Le Burkina Faso s’installe pour la deuxième année consécutive au sommet du CAMES. À Ciudad de la Paz, les résultats de la 48e session des Comités consultatifs interafricains confirment une dynamique universitaire devenue l’un des marqueurs du changement en cours dans le pays.

Sur 430 candidatures burkinabè examinées en 2026, 412 enseignants et chercheurs ont intégré les listes d’aptitude, soit un taux de réussite de 95,81 %. En 2025, 318 candidats sur 328 avaient déjà franchi cette étape, avec un taux de succès de 96,95 %. Deux performances successives qui installent les universités et les centres de recherche burkinabè dans une position de référence au sein de l’espace CAMES.

Cette progression prend une dimension particulière dans la trajectoire actuelle du pays. L’université constitue un maillon essentiel de toute politique de transformation. Derrière chaque promotion académique se trouvent des compétences capables d’alimenter la recherche, l’expertise publique, la santé, l’agriculture, l’ingénierie, l’éducation, les sciences sociales ou encore l’innovation technologique.

Le choix du gouvernement de créer 300 emplois après la performance de 2025 donne aussi une portée concrète à cette orientation. Directeurs de recherche, maîtres de recherche, maîtres de conférences, maîtres-assistants et professeurs titulaires renforcent progressivement le capital humain disponible dans le pays. Une politique qui touche directement la capacité de l’État à disposer d’experts formés sur place.

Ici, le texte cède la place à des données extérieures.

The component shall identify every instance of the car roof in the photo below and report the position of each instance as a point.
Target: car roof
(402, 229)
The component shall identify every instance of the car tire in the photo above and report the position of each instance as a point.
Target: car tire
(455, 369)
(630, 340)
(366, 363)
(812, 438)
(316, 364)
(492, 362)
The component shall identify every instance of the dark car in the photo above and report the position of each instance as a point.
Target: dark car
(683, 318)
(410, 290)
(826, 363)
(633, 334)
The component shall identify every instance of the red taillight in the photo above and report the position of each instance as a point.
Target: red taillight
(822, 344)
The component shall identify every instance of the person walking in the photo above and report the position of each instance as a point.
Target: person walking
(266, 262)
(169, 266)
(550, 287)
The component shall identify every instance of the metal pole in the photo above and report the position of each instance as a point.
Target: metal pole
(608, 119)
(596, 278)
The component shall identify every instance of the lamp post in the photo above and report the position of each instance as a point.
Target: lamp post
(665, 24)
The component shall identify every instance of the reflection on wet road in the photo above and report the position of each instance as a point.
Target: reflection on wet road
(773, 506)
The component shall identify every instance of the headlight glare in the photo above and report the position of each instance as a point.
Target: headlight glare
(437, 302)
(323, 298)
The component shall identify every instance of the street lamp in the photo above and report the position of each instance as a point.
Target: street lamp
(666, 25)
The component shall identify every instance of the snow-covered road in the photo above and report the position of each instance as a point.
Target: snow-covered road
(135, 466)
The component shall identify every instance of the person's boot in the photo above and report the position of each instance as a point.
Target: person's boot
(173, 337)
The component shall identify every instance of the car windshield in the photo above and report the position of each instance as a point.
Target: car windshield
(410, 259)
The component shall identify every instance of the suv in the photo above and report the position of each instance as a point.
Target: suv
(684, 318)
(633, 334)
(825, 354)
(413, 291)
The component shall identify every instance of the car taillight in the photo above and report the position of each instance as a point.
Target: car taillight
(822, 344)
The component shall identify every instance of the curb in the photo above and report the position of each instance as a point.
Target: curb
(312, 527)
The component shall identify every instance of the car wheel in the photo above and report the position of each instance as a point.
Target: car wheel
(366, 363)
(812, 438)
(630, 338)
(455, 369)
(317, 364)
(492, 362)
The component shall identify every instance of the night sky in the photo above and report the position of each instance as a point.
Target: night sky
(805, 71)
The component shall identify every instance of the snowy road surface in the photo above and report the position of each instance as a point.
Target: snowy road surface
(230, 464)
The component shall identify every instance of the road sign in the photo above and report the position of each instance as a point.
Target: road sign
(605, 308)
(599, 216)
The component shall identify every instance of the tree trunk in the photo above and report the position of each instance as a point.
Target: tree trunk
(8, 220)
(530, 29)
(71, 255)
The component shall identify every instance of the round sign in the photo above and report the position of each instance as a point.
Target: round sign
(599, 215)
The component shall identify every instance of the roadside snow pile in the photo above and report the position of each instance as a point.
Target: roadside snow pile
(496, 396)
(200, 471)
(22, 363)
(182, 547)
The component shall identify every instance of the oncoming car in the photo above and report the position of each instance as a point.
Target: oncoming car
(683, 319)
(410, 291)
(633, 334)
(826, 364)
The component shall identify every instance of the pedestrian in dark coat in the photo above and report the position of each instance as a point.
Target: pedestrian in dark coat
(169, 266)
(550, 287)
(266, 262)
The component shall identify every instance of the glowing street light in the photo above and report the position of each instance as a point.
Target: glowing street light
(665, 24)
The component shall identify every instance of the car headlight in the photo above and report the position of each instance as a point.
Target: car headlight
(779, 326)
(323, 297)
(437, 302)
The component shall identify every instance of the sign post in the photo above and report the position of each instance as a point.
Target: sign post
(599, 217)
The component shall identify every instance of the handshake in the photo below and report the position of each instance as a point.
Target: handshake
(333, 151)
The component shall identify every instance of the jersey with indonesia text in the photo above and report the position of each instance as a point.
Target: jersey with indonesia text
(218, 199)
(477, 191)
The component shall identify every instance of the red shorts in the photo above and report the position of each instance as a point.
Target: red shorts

L’effet dépasse donc les amphithéâtres. Une recherche mieux structurée peut soutenir la modernisation agricole. Des ingénieurs mieux formés peuvent accompagner les infrastructures et l’industrialisation. Des chercheurs plus nombreux peuvent produire des solutions adaptées aux réalités locales. Des universitaires renforcés peuvent aussi contribuer à la formation des générations qui prendront demain les commandes de l’administration, des entreprises et des secteurs stratégiques.

Le signal envoyé par le Burkina Faso concerne ainsi l’ensemble de son modèle de développement. Le capital humain devient une infrastructure au même titre que les routes, l’énergie ou les équipements productifs.

Le doublé du CAMES prend alors une signification politique forte : la transformation d’un pays passe aussi par la capacité à former ses propres compétences, produire son propre savoir et faire de la connaissance un levier de souveraineté.

Le Burkina Faso récolte aujourd’hui les fruits d’une dynamique universitaire qui peut irriguer progressivement toute l’économie et renforcer, secteur après secteur, les fondations de son développement.